Yemeklerin insan sağlığı açısından ne kadar önemli olduğunu yaşayarak gördüm. Böyle bir durumun kimsenin başına gelmemesini dilerim. Burada keşke insanların böyle bir duruma düşmelerini önleyecek bir formül verebilsem diye çok düşündüm. Yemeklerde dikkat edilmesi gereken en önemli hususun gıdaların temiz, taze olması ve hangi gıdaların kendine dokunup dokunmadığını bilmenin dışında başka bir bilgi aklıma gelmiyor. Eğer dışarda yemek yeniyorsa temizlik ve tazeliği bilmenin imkânsız olduğu da bir gerçektir. Onun için güvenilen yerlerde yemenin en doğru yol olabileceğini söyleyebilirim.
KAYAK MERKEZİNE GİDİŞ
İnsanoğlunun geliştirdiği estetik sporlardan birisi de kayak sporudur. Bence güzel sporlardan biridir. İnsanın kendi başına yaptığı sporlardandır. Kimseye zararı olmayan, fakat düşerse zararı kendinedir. Boks  ve güreş sporu gibi değildir. Bana göre yapılabildiği ölçüde zarafet dolu sporlardan birisidir. Televizyonlarda sık sık gördüğümüz kayak merkezlerindeki kış sporlarının seyrine doyum olmaz. Kayak yarışları nefes kesici heyecanlara neden olur.
Yokuş aşağı kayma, kayakla atlama, dev slalom, slalom gibi yarış türleri bulunmaktadır. Böyle yarışlara katılabilmek için, bu sporu çok sevmek ve çocukluktan itibaren bu sporların içinde olmak ve usta öğreticilerden ders almak gereklidir. Bu yarışlara katılmak için, sürekli antrenman yapılması gerektiği gayet açıktır.
Biz de eşimle birlikte bu spor nasıl bir şeydir? nasıl yapılır? Diye merak ettik ve yaşayarak bir deneyelim düşüncesiyle araştırmaya girdik. Bu sporu denemek istediğimizde ben doçent, eşim de profesyonel turist rehberi olmuştu. Kayak sporu, çocuklukta yapmadığımız bir etkinlikti.

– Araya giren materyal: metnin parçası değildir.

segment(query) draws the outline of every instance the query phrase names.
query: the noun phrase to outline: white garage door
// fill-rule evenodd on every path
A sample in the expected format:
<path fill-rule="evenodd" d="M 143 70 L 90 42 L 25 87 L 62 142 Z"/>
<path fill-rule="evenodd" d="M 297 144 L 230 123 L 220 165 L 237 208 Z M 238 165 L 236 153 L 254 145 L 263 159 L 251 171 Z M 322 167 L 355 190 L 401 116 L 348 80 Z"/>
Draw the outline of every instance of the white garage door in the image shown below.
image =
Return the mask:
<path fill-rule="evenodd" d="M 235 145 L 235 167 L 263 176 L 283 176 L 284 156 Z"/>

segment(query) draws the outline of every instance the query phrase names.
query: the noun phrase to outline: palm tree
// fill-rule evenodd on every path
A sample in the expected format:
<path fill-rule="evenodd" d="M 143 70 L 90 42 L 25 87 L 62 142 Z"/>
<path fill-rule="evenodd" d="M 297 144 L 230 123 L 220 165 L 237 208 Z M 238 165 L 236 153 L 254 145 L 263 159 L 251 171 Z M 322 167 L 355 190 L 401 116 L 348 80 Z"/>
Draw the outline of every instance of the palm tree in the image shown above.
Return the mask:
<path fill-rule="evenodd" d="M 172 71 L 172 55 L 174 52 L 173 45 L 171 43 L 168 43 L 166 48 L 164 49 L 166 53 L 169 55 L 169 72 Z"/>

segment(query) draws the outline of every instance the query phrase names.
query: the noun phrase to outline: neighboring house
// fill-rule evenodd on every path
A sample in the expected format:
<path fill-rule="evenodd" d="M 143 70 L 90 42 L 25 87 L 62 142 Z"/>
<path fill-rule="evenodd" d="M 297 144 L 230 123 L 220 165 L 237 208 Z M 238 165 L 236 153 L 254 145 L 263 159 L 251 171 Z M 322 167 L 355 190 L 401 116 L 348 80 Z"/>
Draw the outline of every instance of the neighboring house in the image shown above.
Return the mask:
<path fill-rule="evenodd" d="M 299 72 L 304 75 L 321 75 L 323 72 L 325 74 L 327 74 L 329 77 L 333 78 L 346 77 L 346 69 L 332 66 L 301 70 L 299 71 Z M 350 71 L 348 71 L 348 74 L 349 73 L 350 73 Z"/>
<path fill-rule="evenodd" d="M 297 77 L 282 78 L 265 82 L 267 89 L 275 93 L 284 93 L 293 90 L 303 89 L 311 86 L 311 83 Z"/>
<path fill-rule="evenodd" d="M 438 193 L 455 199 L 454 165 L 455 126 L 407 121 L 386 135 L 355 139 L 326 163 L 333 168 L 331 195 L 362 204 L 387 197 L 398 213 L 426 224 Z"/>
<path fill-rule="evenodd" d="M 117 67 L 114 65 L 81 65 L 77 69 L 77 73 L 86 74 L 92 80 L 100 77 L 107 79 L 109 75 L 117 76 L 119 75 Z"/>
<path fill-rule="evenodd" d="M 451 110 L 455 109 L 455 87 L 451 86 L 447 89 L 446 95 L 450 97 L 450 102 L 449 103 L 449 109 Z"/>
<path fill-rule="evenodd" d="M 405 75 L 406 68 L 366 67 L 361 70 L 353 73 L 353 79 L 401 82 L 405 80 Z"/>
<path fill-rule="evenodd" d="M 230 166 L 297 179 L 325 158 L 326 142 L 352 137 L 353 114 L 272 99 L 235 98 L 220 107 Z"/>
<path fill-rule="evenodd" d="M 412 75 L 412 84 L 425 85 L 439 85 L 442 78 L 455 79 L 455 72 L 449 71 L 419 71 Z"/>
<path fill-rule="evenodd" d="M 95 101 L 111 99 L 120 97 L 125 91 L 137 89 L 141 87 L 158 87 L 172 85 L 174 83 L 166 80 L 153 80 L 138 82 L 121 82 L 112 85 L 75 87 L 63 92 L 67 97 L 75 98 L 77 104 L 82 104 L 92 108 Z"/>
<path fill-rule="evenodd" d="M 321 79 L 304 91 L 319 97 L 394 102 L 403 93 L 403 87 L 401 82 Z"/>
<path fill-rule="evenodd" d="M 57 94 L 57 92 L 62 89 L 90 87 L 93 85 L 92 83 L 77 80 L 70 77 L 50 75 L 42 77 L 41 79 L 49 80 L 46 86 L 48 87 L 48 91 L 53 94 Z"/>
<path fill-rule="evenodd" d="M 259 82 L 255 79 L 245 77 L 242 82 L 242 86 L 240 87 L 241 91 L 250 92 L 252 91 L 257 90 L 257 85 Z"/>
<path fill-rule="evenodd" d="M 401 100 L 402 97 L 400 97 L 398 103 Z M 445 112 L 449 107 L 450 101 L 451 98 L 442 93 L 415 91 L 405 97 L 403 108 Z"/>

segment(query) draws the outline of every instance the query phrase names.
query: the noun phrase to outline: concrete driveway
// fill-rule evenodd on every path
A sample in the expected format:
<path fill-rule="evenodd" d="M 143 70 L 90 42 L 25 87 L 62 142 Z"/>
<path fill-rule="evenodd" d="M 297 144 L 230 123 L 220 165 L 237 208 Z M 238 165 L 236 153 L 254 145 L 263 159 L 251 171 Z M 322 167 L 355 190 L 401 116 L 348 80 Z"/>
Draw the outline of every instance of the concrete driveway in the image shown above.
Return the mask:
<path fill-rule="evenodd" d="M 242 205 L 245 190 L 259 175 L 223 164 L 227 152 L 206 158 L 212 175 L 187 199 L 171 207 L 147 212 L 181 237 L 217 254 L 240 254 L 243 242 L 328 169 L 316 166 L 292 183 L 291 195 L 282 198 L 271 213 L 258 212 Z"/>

Amacımız bu sporun nasıl yapıldığını yerinde görmek, kayak sporu yapanları yakından izlemek, kayak merkezinin genel havasını yaşayarak gözlemlemek ve acemi pistlerinde kayma denemeleri yapmaktı.
Kayak sporu yapmak isteyenlerin, yanında mutlaka kışlık içlikler ile birlikte kayak için özel üretilmiş mont, pantolon, kar çizmesi, su geçirmez eldiven, kayak çorabı, güneş kremi, koruyucu dudak kremi bulundurulması gerektiğini, ayrıca güneş gözlüğü, kask   kullanılmasının emniyetli kayak yapmanın gereği olduğunu, eğer kayak merkezinde bir otelde kalınıyorsa, otel görevlilerinin kayak, kayak batonu (denge çubuğu) ve kayak botunu müşterilerine kiraya verdiklerini öğrendik. Bu bilgiler ışığında gerekli hazırlıklarımızı yaptıktan sonra Kartalkaya’da bir otelde iki geceliğine otel rezervasyonumuzu yaptırdık.                                                                                                                         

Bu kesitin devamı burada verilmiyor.